Summary: | Ce mémoire de maîtrise porte sur le roman Les Onze mille verges de Guillaume Apollinaire, et plus spécifiquement sur la réception singulière des contenus sexuels scabreux qu'il met en scène. En effet, le lecteur, face à l'étalage de pratiques et comportements socialement marginaux et parfois fort anxiogènes, ne s'insurge pas mais rit - ou à tout le moins sourit -, le roman semblant lui imposer une nouvelle évaluation des contenus, annihilant d'une certaine façon le jugement / le sentiment (négatifs) qu'ils génèrent habituellement. Ce sont les modalités - essentiellement comiques - de ce renversement des valeurs, de cette transformation de la réaction lecturale qui nous intéressent ici.
Dans le premier chapitre, nous cherchons à révéler le phénomène comique dans sa grande complexité, à en dévoiler les rouages importants dans l'optique de rendre compte de la façon dont ces derniers contribuent au détournement ou encore à la désensibilisation du lecteur.
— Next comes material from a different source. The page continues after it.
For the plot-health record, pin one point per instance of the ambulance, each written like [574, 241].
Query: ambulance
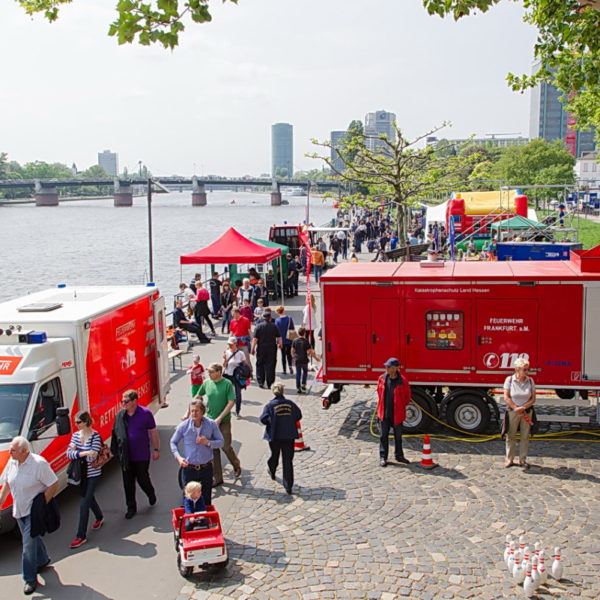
[457, 328]
[69, 349]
Nous analysons, en tant que ressorts comiques observables dans plusieurs séquences et motifs du roman d'Apollinaire, la parodie d'une légende chrétienne, le jeu et ses déploiements, la contradiction axiologique, la mise en évidence du physique, la déshumanisation, l'interférence de séries et le comique de mot.
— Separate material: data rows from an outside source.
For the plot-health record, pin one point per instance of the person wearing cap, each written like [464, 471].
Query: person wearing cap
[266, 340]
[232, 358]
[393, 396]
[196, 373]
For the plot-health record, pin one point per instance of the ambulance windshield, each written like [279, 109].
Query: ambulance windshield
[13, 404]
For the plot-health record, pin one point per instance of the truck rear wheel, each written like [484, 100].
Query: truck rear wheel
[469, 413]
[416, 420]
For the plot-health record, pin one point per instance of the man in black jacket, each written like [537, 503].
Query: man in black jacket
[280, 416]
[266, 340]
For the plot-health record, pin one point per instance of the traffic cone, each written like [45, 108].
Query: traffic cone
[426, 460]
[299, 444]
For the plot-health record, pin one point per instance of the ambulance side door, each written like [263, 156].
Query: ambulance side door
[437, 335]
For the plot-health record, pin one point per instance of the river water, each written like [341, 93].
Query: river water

Nous montrons dans le deuxième chapitre qu'un système de valeurs relatif au carnaval d'antan structure l'oeuvre, et que, dans cette axiologie propre, certains contenus particuliers des Onze mille verges - la sexualité infantile, la satisfaction des besoins naturels, la confusion des genres sexuels, la souffrance, la mort et ses circonstances atroces -, de même que plus généralement le bas corporel, ont une signification et des accents singuliers, joyeux.
Nous nous intéressons, dans le troisième chapitre, à la parodie du roman de chevalerie dont l'analyse nous permet de signaler d'autres mécanismes importants du repositionnement lecrural inhérent aux contenus sexuels dans le roman d'Apollinaire, à savoir la culbute parodique par laquelle la sexualité se voit sporadiquement projetée vers le haut, ainsi que la déviation du contenu - au fort potentiel scandaleux - vers la forme - à la charge émotive quasi nulle - qu'entraîne la présence d'éléments parodiés.
Il s'agit en fait pour nous de montrer qu'ils sont autant de puissants moyens déployés par le texte pour faire littéralement basculer - du moins le temps de la lecture - une axiologie relative aux pratiques sexuelles, et qui reste, dans bien des cas, encore aujourd'hui fortement ancrée.